Over his career, Shenker has made research contributions in the areas of energy-efficient processor scheduling, resource sharing, and software-defined networking. In 2002, he received the SIGCOMM Award in recognition of his "contributions to Internet design and architecture, to fostering research collaboration, and as a role model for commitment and intellectual rigor in networking research".

Shenker is an ISI Highly Cited researcher. According to Google Scholar he is one of the five highest-ranked American computer scientists, with total citations exceeding 100,000.

== Biography ==
Shenker received his Sc.B. in physics from Brown University in 1978, and his PhD in physics from University of Chicago in 1983. In 2007, he received an honorary doctorate from the same university.

After working as a postdoctoral associate at Cornell University, he joined the research staff at Xerox PARC. He left PARC in 1998 to help found the AT&T Center for Internet Research, which was later renamed the ICSI Center for Internet Research (ICIR).

In 1995, Shenker contributed to the field of energy-efficient processor scheduling, co-authoring a paper on deadline-based scheduling with Frances Yao and Alan Demers.
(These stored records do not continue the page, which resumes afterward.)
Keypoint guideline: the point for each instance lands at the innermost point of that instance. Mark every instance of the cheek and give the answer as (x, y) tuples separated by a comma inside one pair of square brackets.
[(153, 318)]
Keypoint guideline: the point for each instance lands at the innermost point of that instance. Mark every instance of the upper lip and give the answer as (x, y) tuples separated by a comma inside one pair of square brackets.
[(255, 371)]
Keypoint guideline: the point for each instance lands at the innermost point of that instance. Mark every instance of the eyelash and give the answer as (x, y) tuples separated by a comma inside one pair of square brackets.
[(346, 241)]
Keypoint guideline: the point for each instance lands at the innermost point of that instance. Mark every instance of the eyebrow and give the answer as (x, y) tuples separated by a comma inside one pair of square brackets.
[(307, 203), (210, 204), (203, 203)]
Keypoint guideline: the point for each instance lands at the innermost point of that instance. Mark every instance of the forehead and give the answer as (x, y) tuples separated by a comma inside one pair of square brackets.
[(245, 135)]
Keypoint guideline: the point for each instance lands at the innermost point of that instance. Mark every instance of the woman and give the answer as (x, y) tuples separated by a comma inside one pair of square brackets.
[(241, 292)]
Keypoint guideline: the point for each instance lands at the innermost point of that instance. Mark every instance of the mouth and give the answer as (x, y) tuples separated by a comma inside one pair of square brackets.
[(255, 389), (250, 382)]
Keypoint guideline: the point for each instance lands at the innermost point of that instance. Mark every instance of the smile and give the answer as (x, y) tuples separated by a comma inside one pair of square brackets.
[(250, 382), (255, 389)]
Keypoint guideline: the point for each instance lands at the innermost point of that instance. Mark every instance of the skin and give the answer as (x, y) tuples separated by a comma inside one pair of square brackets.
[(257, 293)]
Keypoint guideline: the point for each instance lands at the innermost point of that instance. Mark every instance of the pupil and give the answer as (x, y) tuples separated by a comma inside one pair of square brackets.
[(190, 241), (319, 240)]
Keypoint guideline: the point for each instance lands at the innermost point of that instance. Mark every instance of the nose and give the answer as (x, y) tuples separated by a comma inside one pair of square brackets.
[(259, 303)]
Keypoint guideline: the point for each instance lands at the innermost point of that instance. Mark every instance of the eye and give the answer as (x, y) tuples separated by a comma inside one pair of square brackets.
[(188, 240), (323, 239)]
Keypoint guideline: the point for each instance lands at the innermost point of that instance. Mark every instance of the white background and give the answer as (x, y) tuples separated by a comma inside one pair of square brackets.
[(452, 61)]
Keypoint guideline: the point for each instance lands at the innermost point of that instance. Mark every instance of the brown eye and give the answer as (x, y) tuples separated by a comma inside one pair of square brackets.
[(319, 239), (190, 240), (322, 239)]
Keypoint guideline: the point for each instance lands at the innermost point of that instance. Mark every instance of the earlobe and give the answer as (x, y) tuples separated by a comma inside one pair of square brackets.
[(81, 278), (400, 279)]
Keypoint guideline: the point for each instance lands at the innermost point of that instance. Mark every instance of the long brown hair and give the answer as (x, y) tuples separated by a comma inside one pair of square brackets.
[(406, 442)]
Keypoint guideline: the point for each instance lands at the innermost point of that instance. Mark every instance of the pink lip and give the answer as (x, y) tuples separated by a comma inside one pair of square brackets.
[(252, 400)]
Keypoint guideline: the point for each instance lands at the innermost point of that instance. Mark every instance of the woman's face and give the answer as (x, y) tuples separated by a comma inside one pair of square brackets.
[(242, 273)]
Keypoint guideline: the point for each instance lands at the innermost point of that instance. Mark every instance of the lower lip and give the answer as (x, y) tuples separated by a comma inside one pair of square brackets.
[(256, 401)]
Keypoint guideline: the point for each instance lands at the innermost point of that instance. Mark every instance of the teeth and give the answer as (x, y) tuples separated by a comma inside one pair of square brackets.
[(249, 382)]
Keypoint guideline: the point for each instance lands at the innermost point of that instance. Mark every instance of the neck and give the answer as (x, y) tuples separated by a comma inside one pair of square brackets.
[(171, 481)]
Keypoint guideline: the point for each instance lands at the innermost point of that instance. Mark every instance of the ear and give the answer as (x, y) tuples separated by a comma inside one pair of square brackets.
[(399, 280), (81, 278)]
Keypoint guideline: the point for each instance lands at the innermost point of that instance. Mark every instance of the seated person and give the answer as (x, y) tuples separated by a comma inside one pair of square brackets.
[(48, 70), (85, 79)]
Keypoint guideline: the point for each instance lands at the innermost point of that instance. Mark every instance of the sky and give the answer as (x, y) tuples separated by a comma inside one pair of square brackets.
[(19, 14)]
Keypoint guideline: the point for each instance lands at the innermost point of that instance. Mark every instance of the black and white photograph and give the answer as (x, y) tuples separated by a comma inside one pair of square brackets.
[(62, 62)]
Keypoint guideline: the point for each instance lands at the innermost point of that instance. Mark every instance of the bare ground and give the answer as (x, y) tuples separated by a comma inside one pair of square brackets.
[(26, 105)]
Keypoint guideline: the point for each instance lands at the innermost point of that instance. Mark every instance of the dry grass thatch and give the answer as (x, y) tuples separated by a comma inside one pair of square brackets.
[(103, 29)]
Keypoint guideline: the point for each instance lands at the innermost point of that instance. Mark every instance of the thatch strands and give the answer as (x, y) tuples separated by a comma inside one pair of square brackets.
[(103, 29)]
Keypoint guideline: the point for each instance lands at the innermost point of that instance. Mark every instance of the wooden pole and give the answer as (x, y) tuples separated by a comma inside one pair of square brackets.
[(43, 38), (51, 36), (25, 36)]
From 1995 to 2001, while working at Xerox PARC and later ICSI, he was an adjunct associate professor at the University of Southern California.

In 2002, Shenker joined the Berkeley faculty and received the SIGCOMM Award in recognition of his "contributions to Internet design and architecture, to fostering research collaboration, and as a role model for commitment and intellectual rigor in networking research".

In 2006, he received the IEEE Internet Award for "contributions towards an understanding of resource sharing on the Internet."

He is a Fellow of the ACM and IEEE and a member of the National Academy of Engineering.
In 2016 he became a fellow of the American Academy of Arts and Sciences.
He is the brother of string theorist Stephen Shenker.

Shenker is a leader in the movement toward software-defined networking (SDN). He is the co-founder of the Open Networking Foundation and of Nicira Networks.

In June 2021, Berkeley announced that Shenker had donated $25 million toward the university's computing and data science initiatives, making him and colleague Ion Stoica two of Berkeley's top benefactors.

In late 2025, he was announced by the Institute for Electrical and Electronics Engineers (IEEE) as the recipient of the 2026 IEEE Alexander Graham Bell Medal.

He is one of the inventors of dominant resource fairness.

== Publications (selection) ==
- H. Li, A. Ghodsi, M. Zaharia, S. Shenker, and I. Stoica, "Tachyon: Reliable, Memory Speed Storage for Cluster Computing Frameworks," in ACM Symposium on Cloud Computing, 2014.
- M. Zaharia, T. Das, H. Li, T. Hunter, S. Shenker, and I. Stoica, "Discretized Streams: Fault-Tolerant Streaming Computation at Scale," in ACM Symposium on Operating Systems Principles, 2013.
- R. S. Xin, J. Rosen, M. Zaharia, M. Franklin, S. Shenker, and I. Stoica, "Shark: SQL and Rich Analytics at Scale," EECS Department, University of California, Berkeley, Tech. Rep. UCB/EECS-2012-214, Nov. 2012.
- J. Feigenbaum and S. Shenker, "Distributed algorithmic mechanism design: Recent results and future directions," in Proc. 6th Intl. Workshop on Discrete Algorithms and Methods for Mobile Computing and Communications, New York, NY: ACM Press, 2002, pp. 1–13.
- S. Ratnasamy, P. Francis, M. Handley, R. M. Karp, and S. Shenker, "A scalable content-addressable network," in Proc. ACM SIGCOMM 2001 Conf.: Applications, Technologies, Architectures, and Protocols for Computer Communications, New York, NY: The Association for Computing Machinery, Inc., 2001, pp. 161–172.
- R. Braden, D. Clark, and S. Shenker, "Integrated Services in the Internet Architecture: An Overview," Internet Engineering Task Force, Tech. Rep. RFC 1633, June 1994.
- A. Demers, S. Keshav, and S. Shenker, "Analysis and simulation of a fair queueing algorithm," in Proc. SIGCOMM '89 Symp. on Communications Architectures and Protocols, New York, NY: ACM Press, 1989, pp. 1–12.
- A. Demers, D. Greene, C. Hauser, W. Irish, J. Larson, S. Shenker, H. Sturgis, D. Swinehart, and D. Terry, "Epidemic algorithms for replicated database maintenance," in Proc. 6th Annual ACM Symp. on Principles of Distributed Computing, F. B. Schneider, Ed., New York, NY: ACM Press, 1987, pp. 1–12.